I wrote a while back a C library to parse Markdown text. I call "parser"
the code that takes a text assumed to be formatted in Markdown as input,
and communicates in a still-to-be-defined way with another component,
which I call "renderer", and which outputs the same text but using
another formatting, for example HTML or PDF.

The problem on which I want your opinion is designing the interface
between the parser and the renderer. The point is to be able to "plug"
may renderer into the parser, and thereby obtain a different kind of
output, with as little code rewrite as possible (hence the idea of
refactoring the "parser" into a re-usable part).

I can see three kinds of interfaces:
  * an "offline" interfacing, where the parser returns an in-memory
    abstract representation of the input, which is then processed by the
renderer to produce its output;
  * an "event-based" interfacing, which is basically an "online"
    renderer-driven interfacing: the parser is first fed the input text,
and then various functions allows to query its state, the current
"event" (an event being "that kind of element has been encountered", or
"the input file is over"), the event parameters, etc.
  * a "callback-based" interfacing, which is an "online" parser-driven
    interfacing, where the parser is provided both the input text and a
set of callback from the renderer.

I can see how to go forward up to a real implementation only for the
third kind, which what I will discuss below.
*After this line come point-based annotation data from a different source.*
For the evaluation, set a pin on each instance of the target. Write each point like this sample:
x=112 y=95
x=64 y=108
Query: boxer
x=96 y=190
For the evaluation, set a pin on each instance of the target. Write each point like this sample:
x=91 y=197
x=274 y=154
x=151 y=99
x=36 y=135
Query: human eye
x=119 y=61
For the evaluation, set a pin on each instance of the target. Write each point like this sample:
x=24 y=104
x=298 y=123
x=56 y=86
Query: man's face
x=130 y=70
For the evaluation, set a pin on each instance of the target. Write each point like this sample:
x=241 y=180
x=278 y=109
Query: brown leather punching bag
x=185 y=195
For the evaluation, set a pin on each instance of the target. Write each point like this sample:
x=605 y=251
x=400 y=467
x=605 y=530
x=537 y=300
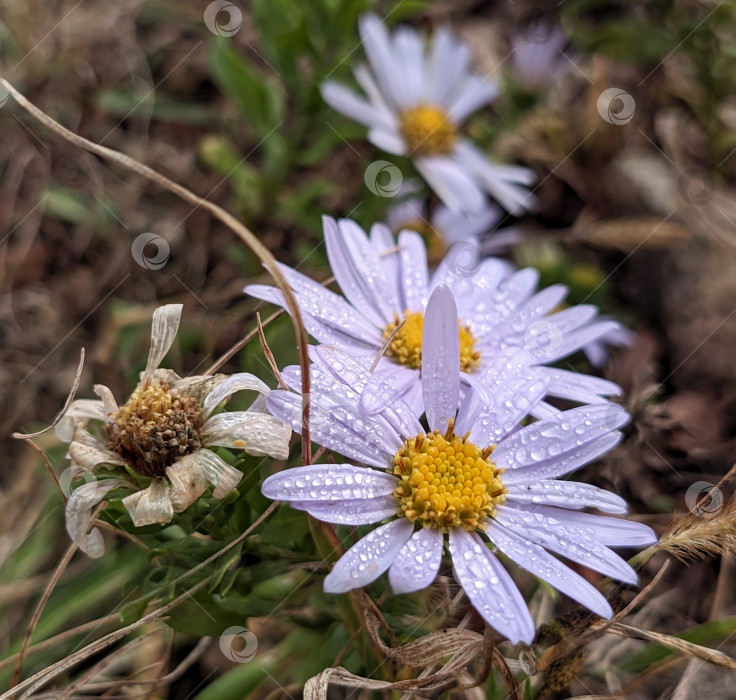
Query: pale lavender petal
x=489 y=587
x=165 y=325
x=366 y=560
x=338 y=429
x=565 y=494
x=547 y=445
x=328 y=482
x=440 y=359
x=242 y=381
x=79 y=515
x=571 y=541
x=418 y=562
x=451 y=183
x=356 y=511
x=533 y=558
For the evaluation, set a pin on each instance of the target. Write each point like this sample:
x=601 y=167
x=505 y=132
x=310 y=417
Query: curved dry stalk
x=242 y=231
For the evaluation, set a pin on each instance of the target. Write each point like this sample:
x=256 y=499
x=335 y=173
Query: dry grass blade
x=242 y=231
x=711 y=655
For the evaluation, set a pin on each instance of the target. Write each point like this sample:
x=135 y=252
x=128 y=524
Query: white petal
x=418 y=562
x=242 y=381
x=357 y=511
x=79 y=410
x=459 y=191
x=440 y=359
x=79 y=514
x=150 y=505
x=328 y=482
x=414 y=273
x=366 y=560
x=565 y=494
x=533 y=558
x=259 y=434
x=576 y=543
x=166 y=320
x=489 y=587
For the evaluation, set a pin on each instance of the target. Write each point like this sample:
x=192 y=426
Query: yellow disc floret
x=446 y=481
x=156 y=427
x=427 y=130
x=405 y=344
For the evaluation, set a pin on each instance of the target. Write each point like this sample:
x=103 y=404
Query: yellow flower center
x=406 y=344
x=427 y=130
x=446 y=481
x=156 y=427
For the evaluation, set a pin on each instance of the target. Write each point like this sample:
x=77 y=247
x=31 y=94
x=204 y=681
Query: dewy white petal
x=533 y=558
x=489 y=587
x=565 y=494
x=79 y=410
x=440 y=359
x=418 y=561
x=259 y=434
x=366 y=560
x=358 y=511
x=328 y=482
x=242 y=381
x=150 y=505
x=166 y=320
x=79 y=514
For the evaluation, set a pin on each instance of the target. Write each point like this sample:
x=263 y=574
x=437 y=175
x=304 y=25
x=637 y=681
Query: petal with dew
x=368 y=558
x=418 y=562
x=150 y=505
x=489 y=587
x=79 y=515
x=440 y=359
x=328 y=482
x=166 y=320
x=259 y=434
x=536 y=560
x=357 y=511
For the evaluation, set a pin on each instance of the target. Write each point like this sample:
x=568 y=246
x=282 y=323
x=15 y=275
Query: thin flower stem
x=242 y=231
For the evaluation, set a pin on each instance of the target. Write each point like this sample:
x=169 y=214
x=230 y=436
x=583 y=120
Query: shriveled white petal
x=357 y=511
x=328 y=482
x=366 y=560
x=79 y=514
x=150 y=505
x=242 y=381
x=565 y=494
x=440 y=359
x=188 y=482
x=79 y=410
x=533 y=558
x=418 y=562
x=489 y=587
x=259 y=434
x=166 y=320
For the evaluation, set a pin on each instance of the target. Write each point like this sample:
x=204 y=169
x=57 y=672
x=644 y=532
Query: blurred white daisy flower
x=446 y=228
x=415 y=99
x=164 y=433
x=386 y=288
x=470 y=481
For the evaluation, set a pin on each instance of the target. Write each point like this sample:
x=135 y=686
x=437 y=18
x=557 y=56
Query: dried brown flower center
x=446 y=481
x=155 y=428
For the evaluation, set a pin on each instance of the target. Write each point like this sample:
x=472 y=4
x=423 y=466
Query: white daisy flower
x=164 y=433
x=446 y=228
x=415 y=100
x=434 y=489
x=386 y=290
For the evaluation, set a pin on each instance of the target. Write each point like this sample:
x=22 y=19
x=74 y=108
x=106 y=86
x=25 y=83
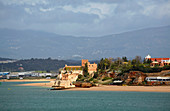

While the different merits
(both intrinsic and with regard to implementing it in Ada) of these
kinds interests me, it's a secondary question compared to the following
one.

Assuming the third kind is chosen, the C interface (which I already
coded a while back) is easy to come up with: a bunch of function
pointers and a void pointer for renderer-defined state, put together in
a struct.

I guess the same thing can be done in Ada, except it would be called a
bunch of access to procedures in a record (and the renderer state has
to come from elsewhere). But is it the best way of doing it?

I thought the most idiomatic way of putting together a bunch of
callbacks in Ada would be to use an Interface, and then rely on dynamic
dispatch. This also provides a nice way to embed the renderer state, in
the tagged type that implement the Interface.

Now when thinking a bit deeper about it, Ada interfaces seemed to have a
few drawbacks compared to the first C-ish record idea, as far as code
re-use goes. It felt like it boiled down to extension vs composition,
but I might be wrong on this and using terms I don't fully understand.

The C implementation I mentioned included a few example renderers, that
targets either HTML or XHTML, and that implement either vanilla
Markdown, or some Discount extensions on top of it, or some personal
extensions on previous Discount extensions.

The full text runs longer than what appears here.